Artificial intelligence startup OpenAI, the owner of AI chatbot ChatGPT, is being sued by Canadian news publishers for unlawful use of its content.
The five news media companies—The Canadian Press, Torstar, Globe and Mail, Postmedia, and CBC/Radio-Canada—filed a lawsuit against the Ontario Superior Court of Justice. They allege that OpenAI breached copyrights by scraping its content in order to train its generative AI models.
“OpenAI is capitalizing and profiting from the use of this content without getting permission or compensating content owners,” the companies said in a joint statement.
Generative AI is able to create written content, images, and videos while also being capable of solving a wide range of problems and tasks. However, in order to do so, training data must first be supplied, which usually consists of existing content largely sourced from the web.

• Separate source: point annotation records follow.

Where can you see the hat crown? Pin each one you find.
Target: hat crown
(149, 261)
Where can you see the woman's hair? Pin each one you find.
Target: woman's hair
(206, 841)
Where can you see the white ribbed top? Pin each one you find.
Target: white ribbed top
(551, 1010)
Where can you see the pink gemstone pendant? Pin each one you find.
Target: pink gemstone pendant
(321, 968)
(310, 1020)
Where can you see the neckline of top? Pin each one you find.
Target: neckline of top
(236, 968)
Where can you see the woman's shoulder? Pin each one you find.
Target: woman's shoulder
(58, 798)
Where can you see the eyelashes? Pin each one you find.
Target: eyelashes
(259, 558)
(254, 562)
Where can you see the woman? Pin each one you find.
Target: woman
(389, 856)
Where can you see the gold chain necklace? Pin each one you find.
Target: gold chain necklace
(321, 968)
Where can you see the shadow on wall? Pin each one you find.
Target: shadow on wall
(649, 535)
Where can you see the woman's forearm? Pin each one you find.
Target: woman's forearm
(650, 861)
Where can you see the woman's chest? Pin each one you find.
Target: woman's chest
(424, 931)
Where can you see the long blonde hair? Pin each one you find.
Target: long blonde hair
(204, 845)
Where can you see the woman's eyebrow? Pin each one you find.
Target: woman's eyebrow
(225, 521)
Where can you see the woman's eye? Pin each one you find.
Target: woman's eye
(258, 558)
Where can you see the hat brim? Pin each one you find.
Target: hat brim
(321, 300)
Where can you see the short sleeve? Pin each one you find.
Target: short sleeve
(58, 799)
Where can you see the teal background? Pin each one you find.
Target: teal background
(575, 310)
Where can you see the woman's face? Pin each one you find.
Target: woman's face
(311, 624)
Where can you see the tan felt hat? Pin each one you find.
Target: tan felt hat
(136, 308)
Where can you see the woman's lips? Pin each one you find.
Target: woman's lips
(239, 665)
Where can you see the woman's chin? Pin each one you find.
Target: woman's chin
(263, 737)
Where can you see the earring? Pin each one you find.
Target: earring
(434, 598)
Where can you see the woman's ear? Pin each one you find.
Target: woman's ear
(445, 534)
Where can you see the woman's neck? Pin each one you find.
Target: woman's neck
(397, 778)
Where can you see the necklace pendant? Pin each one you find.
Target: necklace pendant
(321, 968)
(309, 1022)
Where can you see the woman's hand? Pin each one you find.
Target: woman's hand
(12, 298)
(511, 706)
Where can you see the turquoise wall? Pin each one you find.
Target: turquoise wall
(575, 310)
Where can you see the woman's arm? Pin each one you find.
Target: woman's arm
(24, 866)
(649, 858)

“Journalism is in the public interest. OpenAI using other companies’ journalism for their own commercial gain is not. It’s illegal,” Canadian news publishers added.
On the other hand, OpenAI is defending itself by saying that it uses publicly available data on the basis of “fair use” while following “related international copyright principles.”
“We collaborate closely with news publishers, including in the display, attribution and links to their content in ChatGPT search, and offer them easy ways to opt out should they so desire,” OpenAI spokesperson said in a statement sent to various media.